Federer certainly ranks among the all-time great men’s tennis players, so when he speaks, everyone in the sport listens. That’s definitely been true in this instance. A number of the world’s leading tennis stars chimed in to agree with his opinion of combining the two tennis tours.

Among the first to tweet a positive response was Rafael Nadal, Federer’s long-time rival to the throne of men’s tennis.

“As you know per our discussions, I completely agree that it would be great to get out of this world crisis with the union of men's and women's tennis in one only organization,” Nadal responded to Federer.

A number of women’s players also offered support for Federer’s idea. “Yes, (it) would be a good idea,” noted 2017 Wimbledon women’s singles winner Garbine Muguruza.

“You are not the only one,” added 2019 Wimbledon champion Simona Halep.

Not everyone was on board with Federer’s vision, however. “We shouldn’t merge,” posted Australian Nick Kyrgios. “Did anyone ask the majority of the ATP what they think about merging with the WTA and how it is good for us?”

One of Federer’s strongest messages of support came from an iconic tennis legend and someone who’s unsuccessfully tried to make this merger happen previously. In the 1970s, women’s star Billie Jean King sought to unite the men’s and women’s tours. The men didn’t share her vision back then, and the proposal faded away.

This time, with an iconic men’s player also on board with the plan, King is ready to work with Federer to make it a reality.

“I agree, and have been saying so since the early 1970s,” King tweeted to Federer. “One voice, women and men together, has long been my vision for tennis.

“The WTA on its own was always Plan B. I’m glad we are on the same page.

“Let’s make it happen.”

Advantages of a unified front

Federer also took time to assess exactly why he felt that combining the world’s two leading tennis tours into one entity would prove valuable to all involved.

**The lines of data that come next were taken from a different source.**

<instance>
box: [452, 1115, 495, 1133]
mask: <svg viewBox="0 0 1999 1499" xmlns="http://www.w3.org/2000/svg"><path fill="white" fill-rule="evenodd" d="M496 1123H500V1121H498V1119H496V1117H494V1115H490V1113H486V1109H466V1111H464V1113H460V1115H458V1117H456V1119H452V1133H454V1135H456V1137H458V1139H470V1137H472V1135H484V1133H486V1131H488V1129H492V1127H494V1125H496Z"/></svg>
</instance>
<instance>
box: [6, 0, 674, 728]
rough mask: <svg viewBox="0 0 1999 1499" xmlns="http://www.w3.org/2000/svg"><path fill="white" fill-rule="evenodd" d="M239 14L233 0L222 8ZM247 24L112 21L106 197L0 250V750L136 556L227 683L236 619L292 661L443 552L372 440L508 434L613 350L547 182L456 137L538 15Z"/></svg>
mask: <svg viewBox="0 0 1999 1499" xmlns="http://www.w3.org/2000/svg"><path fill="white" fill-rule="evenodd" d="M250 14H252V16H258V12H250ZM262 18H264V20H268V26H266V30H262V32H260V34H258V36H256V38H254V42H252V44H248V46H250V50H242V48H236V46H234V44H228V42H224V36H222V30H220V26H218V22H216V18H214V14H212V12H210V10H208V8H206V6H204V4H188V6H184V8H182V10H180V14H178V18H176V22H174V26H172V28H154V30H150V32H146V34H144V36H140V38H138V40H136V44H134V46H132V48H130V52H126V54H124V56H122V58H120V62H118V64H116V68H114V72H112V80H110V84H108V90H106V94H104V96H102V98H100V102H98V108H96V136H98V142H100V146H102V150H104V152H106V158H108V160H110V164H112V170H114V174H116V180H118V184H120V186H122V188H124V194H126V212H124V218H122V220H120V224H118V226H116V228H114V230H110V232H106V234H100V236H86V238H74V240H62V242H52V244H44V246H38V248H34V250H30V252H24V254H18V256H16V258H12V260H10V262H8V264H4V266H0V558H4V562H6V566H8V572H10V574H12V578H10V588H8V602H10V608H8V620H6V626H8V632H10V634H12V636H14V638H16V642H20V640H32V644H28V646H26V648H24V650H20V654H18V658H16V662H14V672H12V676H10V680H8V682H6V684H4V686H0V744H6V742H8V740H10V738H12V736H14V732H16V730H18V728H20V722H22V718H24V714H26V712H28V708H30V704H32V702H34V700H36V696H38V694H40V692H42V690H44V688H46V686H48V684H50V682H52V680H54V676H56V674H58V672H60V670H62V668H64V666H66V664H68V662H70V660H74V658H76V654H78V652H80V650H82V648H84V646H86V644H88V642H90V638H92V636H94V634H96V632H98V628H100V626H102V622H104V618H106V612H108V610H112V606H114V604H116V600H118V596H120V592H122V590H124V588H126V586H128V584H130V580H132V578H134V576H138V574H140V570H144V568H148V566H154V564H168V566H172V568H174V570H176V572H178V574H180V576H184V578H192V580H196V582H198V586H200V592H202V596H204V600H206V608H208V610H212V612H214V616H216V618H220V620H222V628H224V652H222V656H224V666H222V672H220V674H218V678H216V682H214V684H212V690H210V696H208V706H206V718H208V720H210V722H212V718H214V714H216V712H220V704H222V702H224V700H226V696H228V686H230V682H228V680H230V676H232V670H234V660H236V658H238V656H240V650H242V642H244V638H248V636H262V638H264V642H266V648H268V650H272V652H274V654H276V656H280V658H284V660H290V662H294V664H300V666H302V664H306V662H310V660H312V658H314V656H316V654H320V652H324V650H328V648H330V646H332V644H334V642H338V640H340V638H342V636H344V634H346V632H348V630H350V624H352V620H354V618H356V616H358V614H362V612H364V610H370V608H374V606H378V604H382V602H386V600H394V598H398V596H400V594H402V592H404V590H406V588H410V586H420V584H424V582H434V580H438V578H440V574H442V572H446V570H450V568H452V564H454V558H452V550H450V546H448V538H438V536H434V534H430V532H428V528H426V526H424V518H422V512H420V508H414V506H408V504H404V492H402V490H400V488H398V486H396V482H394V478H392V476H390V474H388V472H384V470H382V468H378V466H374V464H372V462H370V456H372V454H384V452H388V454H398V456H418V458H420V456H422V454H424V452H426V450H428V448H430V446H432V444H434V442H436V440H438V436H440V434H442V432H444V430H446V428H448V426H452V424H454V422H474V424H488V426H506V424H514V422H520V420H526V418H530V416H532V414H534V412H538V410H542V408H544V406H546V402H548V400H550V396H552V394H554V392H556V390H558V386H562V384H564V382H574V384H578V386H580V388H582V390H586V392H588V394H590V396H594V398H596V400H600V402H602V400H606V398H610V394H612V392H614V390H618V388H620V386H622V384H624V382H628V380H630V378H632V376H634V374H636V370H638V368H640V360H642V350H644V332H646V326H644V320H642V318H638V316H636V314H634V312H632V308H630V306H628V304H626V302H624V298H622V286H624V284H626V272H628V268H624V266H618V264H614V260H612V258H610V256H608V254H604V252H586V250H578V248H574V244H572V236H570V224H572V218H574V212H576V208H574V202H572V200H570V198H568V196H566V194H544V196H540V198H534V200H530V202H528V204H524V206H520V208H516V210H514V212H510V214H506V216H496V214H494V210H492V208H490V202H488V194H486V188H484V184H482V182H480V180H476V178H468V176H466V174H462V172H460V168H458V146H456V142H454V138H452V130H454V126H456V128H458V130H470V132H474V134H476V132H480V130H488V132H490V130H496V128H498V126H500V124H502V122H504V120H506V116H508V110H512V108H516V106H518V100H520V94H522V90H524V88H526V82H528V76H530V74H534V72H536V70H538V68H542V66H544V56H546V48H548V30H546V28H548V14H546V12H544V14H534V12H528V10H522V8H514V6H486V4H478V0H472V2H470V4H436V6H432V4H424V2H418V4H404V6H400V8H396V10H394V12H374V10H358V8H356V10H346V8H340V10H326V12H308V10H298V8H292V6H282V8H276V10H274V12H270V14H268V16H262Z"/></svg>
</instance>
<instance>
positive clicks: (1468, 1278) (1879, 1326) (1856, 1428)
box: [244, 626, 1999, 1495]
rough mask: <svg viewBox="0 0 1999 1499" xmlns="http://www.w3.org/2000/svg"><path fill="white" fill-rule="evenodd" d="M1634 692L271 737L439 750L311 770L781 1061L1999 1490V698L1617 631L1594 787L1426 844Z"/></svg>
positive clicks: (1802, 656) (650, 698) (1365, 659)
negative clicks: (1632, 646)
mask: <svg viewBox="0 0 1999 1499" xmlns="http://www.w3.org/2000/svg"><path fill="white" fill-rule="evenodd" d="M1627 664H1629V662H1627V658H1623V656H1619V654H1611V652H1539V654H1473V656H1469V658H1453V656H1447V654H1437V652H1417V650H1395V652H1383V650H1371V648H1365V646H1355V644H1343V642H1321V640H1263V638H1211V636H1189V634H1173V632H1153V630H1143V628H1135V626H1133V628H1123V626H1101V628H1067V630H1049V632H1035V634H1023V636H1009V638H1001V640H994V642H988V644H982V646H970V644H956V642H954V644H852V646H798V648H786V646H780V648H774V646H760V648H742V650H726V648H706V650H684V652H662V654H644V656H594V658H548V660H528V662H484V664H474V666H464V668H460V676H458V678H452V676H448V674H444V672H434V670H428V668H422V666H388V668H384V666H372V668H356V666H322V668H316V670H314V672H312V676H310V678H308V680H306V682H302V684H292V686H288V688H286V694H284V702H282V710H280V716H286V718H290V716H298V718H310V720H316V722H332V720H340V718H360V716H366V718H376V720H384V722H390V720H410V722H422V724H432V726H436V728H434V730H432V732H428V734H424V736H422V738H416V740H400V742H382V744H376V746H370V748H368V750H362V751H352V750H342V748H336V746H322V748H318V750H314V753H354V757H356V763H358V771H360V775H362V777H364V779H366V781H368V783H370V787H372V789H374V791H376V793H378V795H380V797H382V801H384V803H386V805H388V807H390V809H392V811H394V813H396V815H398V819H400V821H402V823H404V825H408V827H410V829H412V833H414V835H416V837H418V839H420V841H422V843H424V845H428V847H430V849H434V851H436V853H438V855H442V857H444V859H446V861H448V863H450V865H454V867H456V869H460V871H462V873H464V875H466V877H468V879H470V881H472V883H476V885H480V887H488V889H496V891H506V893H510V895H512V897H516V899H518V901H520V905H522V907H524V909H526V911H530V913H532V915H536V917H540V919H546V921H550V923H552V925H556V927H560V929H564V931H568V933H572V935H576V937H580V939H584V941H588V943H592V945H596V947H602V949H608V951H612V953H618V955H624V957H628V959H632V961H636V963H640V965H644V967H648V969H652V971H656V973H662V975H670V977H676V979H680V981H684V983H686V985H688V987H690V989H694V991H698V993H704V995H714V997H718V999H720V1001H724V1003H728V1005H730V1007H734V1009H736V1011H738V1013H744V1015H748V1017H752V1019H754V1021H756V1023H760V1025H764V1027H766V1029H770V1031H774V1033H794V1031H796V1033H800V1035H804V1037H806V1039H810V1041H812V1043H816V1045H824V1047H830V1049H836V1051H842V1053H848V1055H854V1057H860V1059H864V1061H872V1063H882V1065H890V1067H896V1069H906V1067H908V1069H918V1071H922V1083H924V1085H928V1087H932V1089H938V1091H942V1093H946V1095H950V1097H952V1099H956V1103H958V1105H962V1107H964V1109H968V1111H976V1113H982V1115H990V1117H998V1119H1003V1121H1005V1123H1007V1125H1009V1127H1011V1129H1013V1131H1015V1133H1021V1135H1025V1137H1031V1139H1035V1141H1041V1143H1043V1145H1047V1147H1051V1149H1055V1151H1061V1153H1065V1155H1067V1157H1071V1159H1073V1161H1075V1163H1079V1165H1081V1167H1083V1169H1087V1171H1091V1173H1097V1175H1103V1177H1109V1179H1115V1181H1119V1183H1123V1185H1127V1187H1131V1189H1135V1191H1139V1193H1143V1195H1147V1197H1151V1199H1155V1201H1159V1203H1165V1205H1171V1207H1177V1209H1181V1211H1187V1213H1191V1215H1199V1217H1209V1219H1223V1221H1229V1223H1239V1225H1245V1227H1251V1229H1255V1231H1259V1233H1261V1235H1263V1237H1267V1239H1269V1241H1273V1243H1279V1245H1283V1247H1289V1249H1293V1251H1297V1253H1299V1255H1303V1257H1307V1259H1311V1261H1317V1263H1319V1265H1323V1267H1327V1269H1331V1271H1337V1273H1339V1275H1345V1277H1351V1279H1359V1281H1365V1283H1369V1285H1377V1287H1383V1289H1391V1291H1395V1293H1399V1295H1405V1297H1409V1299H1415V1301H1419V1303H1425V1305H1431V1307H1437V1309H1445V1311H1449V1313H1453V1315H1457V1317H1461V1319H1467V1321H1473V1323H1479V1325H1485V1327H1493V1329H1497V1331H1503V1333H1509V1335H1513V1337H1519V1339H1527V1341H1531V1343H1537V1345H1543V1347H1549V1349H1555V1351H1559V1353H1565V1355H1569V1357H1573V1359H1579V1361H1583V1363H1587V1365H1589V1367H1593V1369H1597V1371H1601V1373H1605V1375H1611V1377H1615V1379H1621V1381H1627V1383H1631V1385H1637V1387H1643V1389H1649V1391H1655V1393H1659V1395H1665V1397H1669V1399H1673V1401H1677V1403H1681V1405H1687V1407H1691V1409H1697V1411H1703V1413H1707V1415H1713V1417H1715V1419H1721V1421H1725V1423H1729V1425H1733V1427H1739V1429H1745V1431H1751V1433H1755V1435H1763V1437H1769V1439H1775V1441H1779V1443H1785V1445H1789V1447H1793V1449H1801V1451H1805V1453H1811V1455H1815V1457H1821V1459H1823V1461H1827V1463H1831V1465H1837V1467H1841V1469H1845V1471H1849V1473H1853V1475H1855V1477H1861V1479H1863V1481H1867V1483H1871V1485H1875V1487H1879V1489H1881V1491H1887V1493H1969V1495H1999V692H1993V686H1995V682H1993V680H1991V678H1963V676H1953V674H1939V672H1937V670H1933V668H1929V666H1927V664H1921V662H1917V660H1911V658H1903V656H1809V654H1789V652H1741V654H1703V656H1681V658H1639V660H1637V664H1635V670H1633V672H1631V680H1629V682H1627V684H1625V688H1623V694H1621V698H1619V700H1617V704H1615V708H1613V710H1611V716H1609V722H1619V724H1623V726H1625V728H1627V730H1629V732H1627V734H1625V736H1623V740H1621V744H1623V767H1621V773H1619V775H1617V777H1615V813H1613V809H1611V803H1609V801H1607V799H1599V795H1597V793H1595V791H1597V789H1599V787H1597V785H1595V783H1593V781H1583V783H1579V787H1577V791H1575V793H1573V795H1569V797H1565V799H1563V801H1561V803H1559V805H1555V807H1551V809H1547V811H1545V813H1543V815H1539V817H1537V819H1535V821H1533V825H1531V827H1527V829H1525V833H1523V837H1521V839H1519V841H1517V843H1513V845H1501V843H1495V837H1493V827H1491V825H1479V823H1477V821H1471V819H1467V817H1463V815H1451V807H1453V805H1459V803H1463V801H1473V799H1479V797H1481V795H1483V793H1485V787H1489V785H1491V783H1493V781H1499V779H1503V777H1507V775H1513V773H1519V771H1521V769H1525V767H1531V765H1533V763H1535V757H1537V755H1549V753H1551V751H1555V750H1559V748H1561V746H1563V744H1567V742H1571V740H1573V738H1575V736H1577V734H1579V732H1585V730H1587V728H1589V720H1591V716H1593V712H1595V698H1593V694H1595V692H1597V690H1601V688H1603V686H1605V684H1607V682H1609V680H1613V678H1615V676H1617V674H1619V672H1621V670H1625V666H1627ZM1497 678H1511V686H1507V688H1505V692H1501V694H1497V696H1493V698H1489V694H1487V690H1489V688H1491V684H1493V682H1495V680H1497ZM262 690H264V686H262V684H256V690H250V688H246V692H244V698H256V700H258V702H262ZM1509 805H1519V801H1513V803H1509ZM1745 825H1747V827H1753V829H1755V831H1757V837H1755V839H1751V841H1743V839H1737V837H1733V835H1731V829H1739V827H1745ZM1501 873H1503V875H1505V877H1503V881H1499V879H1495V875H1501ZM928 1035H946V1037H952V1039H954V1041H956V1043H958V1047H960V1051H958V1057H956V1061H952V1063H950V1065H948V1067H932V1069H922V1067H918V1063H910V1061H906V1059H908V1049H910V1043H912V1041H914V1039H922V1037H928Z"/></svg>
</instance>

“It’s too confusing for the fans when there are different ranking systems, different logos, different websites, different tournament categories,” Federer noted.

Currently, the WTA and ATP market themselves separately. They even broadcast their tournaments on completely different streams – TennisTV for the men’s tour and WTA TV providing coverage of women’s events.

Federer is far from the first to suggest that this is a good idea for the future. There’s also recently been talk of this approach from those on the women’s side of the tennis world.

Earlier this month, Anne Worcester, former chief executive officer of the WTA, also called for a combining of the two tennis tours in an interview with Forbes magazine.

“I’ve always believed that the right thing for tennis is for there to be one entity, and one commissioner, with plenty of independence in all the right ways,” Worcester told Forbes.

In 1994, when she was named CEO of the WTA, Worcester became the first women to be put in charge of a professional sports organization.

She thinks the shuttering of tennis due to the coronavirus presents an opportunity for both sides of the tennis world to assess and debate the merits of such a move. Worcester is also of the opinion that the COVID-19 outbreak may leave them no choice, if survival of pro tennis is their goal.

Federer and Worcester each agree that both tours working in conjunction might offer the best chance for the sport to rebound from its COVID-19-induced shutdown.

“I do think that the silver lining of this crisis will be increased collaboration,” Worcester said. “To what extent, I don’t know. I always say, ‘Crisis reduces smugness’ and really increases the sense of collaboration.

“If tennis is going to come out of this and compete, we’ve really got to get it right this time around.”

Via Twitter, Federer echoed those sentiments.

“It probably should have happened a long time ago, but maybe now is really the time,” Federer pointed out. “These are tough times in every sport and we can come out of this with (two) weakened bodies or (one) stronger body.”